OncoGenex Pharmaceuticals is a biopharmaceutical company committed to the development and commercialization of new therapies that address unmet needs in the treatment of cancer. OncoGenex has a deep oncology pipeline, with each product candidate having a distinct mechanism of action and representing a unique opportunity for cancer drug development. OGX-011, the lead candidate currently completing five Phase 2 clinical studies in prostate, lung and breast cancers, is designed to inhibit the production of a specific protein associated with treatment resistance; OGX-427 is in Phase 1 clinical development; SN2310 has completed enrollment in a Phase 1 clinical trial; and CSP-9222 and OGX-225 are currently in pre-clinical development. More information is available at www.oncogenex.com.

This press release contains forward-looking statements within the meaning of the "safe harbor" provisions of the Private Securities Litigation Reform Act of 1995, including statements concerning the potential survival benefit of OGX-011, anticipated clinical development activities, timing of these activities, the ability of future trials to demonstrate clinical benefit and the potential for regulatory approvals. All statements other than statements of historical fact are statements that could be deemed forward-looking statements. These statements are based on management's current expectations and beliefs and are subject to a number of risks, uncertainties and assumptions that could cause actual results to differ materially from those described in the forward-looking statements.
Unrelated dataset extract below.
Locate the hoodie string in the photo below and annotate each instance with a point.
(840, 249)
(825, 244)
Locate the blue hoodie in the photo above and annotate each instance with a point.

These risks and uncertainties include, among others, the possibility that any benefit in patient survival will not be maintained or will become less substantial as patient survival follow up continues, risks that clinical trials will not be successful or confirm earlier clinical trial results, including the risk that the survival benefit will not be confirmed by a Phase 3 clinical trial, risks associated with obtaining funding from third parties or completing a financing necessary to support the costs and expenses of a Phase 3 clinical trial, the timing and costs of clinical trials and regulatory approvals will be different than management currently anticipates, risks relating to the development, safety and efficacy of therapeutic drugs and potential applications for these products and the risk factors set forth in the Company's filings with the Securities and Exchange Commission, including its Annual Report on Form 10-K for fiscal year 2007 and its most recently filed Quarterly Report on Form 10-Q. The Company undertakes no obligation to update the forward-looking statements contained herein or to reflect events or circumstances occurring after the date hereof.